Stage 3 is wired to two enforcement points:

Pre-push hook (CAB-2048) — runs on every git push. Blocks push if verdict is REWORK or error. Can be disabled locally via DISABLE_COUNCIL_GATE=1 for emergencies.
CI workflow (council-gate.yml, CAB-2049) — runs on every PR. Status check, required for merge. Feature-flagged on vars.COUNCIL_S3_ENABLED for phased rollout (shadow mode first — CAB-2051).

Hard guardrails (applied before any API call)

All three stages share five guardrails enforced by the CLI:

COUNCIL_DISABLE=1 kill-switch — fast-path exit 0, no review. Redundant with CI feature flag and pre-push DISABLE_COUNCIL_GATE, but covers manual invocation.
Daily cost cap — COUNCIL_DAILY_CAP_EUR (default €5). Before each run, the CLI reads council-history.jsonl, sums today's cost_eur, and exits 0 (not 2) if the total is at cap. The intent is "skip review today", not "fail the PR".
SHA dedup — SHA1 of the full diff. Identical diffs in the same day (CI retries, cherry-picks, empty pushes) skip the review. Bypass: COUNCIL_FORCE_DEDUP=0.
Gitleaks pre-flight (BLOCKING) — the diff is scanned by gitleaks with --exit-code 1 before any API call. Any leak → exit 2, no API traffic. This is the cheapest possible guard against exfiltrating secrets to Anthropic.
Diff truncation — 10 000-line hard cap on the diff sent to the model. Truncation is logged and recorded in the JSONL entry (diff_truncated: true).

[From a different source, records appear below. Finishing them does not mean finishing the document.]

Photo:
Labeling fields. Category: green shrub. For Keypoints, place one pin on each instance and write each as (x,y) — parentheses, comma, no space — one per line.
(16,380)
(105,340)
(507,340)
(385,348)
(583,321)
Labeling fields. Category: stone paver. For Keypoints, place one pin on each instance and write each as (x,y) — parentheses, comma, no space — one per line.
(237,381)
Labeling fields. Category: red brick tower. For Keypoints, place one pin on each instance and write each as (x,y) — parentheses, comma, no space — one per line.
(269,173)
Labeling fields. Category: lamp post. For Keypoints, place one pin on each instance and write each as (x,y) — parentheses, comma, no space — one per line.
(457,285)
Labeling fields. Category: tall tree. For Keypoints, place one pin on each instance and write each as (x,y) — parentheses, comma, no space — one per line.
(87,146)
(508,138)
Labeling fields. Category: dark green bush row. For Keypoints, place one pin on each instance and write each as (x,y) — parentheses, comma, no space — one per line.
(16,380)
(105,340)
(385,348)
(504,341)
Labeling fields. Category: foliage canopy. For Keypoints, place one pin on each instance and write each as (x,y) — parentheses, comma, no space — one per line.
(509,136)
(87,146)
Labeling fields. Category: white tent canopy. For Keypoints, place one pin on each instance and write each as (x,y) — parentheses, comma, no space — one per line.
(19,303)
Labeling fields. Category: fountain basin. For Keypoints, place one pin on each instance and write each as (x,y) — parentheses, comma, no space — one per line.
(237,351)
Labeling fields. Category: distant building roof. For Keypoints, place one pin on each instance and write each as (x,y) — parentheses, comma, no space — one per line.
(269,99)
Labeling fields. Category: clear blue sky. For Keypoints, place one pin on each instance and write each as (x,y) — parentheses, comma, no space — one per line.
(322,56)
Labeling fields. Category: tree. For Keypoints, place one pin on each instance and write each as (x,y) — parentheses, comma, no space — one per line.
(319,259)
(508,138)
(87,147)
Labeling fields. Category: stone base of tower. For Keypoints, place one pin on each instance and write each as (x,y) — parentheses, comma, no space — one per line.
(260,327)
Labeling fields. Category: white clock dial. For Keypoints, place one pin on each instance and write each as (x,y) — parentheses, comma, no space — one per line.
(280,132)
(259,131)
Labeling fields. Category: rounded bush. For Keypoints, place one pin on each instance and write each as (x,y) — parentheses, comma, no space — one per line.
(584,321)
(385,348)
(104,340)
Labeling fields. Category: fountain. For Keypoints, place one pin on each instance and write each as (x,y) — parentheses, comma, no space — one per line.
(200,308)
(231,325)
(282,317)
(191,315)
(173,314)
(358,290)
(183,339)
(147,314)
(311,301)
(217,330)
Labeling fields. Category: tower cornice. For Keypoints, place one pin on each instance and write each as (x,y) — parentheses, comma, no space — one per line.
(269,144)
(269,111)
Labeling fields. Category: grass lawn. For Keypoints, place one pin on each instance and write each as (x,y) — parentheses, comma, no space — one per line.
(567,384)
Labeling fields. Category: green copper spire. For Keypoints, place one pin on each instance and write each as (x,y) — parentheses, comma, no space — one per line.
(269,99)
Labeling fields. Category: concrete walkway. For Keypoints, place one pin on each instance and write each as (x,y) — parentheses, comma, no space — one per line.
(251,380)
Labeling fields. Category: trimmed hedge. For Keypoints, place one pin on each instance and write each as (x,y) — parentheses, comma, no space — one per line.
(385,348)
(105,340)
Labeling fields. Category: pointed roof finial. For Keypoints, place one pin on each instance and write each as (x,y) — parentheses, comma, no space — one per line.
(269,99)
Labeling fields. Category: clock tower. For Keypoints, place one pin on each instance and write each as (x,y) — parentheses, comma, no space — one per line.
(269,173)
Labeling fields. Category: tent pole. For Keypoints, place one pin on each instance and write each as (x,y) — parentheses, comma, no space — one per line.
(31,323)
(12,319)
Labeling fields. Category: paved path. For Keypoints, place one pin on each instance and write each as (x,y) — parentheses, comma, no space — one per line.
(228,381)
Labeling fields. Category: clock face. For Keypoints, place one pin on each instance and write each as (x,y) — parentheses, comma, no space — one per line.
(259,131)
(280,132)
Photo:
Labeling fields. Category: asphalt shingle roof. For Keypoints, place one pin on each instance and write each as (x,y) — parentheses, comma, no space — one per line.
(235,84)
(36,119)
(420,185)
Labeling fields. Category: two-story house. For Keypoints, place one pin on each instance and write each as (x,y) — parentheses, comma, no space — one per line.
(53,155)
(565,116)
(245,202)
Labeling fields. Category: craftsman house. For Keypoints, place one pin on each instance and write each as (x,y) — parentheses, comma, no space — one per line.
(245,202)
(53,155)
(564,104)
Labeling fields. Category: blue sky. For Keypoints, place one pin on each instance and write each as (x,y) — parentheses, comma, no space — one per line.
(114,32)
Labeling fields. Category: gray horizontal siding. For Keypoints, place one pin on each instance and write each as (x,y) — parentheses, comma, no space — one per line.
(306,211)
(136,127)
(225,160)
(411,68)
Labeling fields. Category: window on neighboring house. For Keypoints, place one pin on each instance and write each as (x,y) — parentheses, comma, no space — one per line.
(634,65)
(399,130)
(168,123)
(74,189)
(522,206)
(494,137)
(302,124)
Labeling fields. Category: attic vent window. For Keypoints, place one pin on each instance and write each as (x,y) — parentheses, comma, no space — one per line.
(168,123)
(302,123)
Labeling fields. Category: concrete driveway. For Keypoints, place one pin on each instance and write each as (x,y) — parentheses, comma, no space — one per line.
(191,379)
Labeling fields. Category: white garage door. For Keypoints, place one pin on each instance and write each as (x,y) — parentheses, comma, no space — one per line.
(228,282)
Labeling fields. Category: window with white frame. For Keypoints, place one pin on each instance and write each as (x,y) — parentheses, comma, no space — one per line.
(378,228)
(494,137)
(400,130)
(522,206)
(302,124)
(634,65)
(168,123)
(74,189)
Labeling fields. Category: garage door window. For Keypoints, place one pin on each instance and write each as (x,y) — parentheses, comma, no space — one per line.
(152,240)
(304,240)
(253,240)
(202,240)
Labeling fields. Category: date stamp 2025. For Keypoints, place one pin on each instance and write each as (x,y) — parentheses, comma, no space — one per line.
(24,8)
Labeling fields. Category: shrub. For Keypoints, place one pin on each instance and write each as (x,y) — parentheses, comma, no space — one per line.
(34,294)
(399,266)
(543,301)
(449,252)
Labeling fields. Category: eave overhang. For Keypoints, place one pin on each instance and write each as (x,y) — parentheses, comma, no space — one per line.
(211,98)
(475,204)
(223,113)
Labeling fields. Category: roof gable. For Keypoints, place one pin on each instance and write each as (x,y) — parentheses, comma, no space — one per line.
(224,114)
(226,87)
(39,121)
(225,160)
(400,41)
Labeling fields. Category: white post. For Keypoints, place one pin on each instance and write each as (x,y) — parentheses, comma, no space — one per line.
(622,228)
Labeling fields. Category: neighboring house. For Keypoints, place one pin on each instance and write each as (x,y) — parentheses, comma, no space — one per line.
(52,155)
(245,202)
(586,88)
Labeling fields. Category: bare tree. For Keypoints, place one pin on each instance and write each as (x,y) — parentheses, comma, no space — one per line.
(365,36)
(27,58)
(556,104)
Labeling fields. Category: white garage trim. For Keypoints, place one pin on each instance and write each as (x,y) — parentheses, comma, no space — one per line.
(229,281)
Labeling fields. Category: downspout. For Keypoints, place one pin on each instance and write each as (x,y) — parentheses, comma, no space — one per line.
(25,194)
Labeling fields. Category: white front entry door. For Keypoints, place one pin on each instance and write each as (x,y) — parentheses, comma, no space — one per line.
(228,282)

Every run, whether APPROVED/REWORK/error/BYPASSED, appends one JSONL entry to council-history.jsonl:

{
  "timestamp": "2026-04-11T17:39:01Z",
  "ticket": "CAB-2047",
  "status": "APPROVED",
  "global_score": 8.50,
  "axes_evaluated": 4,
  "db_fresh": true,
  "model": "claude-sonnet-4-5",
  "tokens": 3200,
  "input_tokens": 2800,
  "output_tokens": 400,
  "cost_eur": 0.014,
  "diff_lines": 142,
  "diff_truncated": false,
  "duration_ms": 18500,
  "diff_sha": "ab2a795c7ca0924f21cac2d606fde5666de17bb1"
}

This file is the authoritative cost ledger for the daily cap, the dedup cache, and the audit trail for security/compliance. It is gitignored (machine-local) and rotated at 500 lines by CAB-2050.

Language choice: bash, not Python (Adj #12)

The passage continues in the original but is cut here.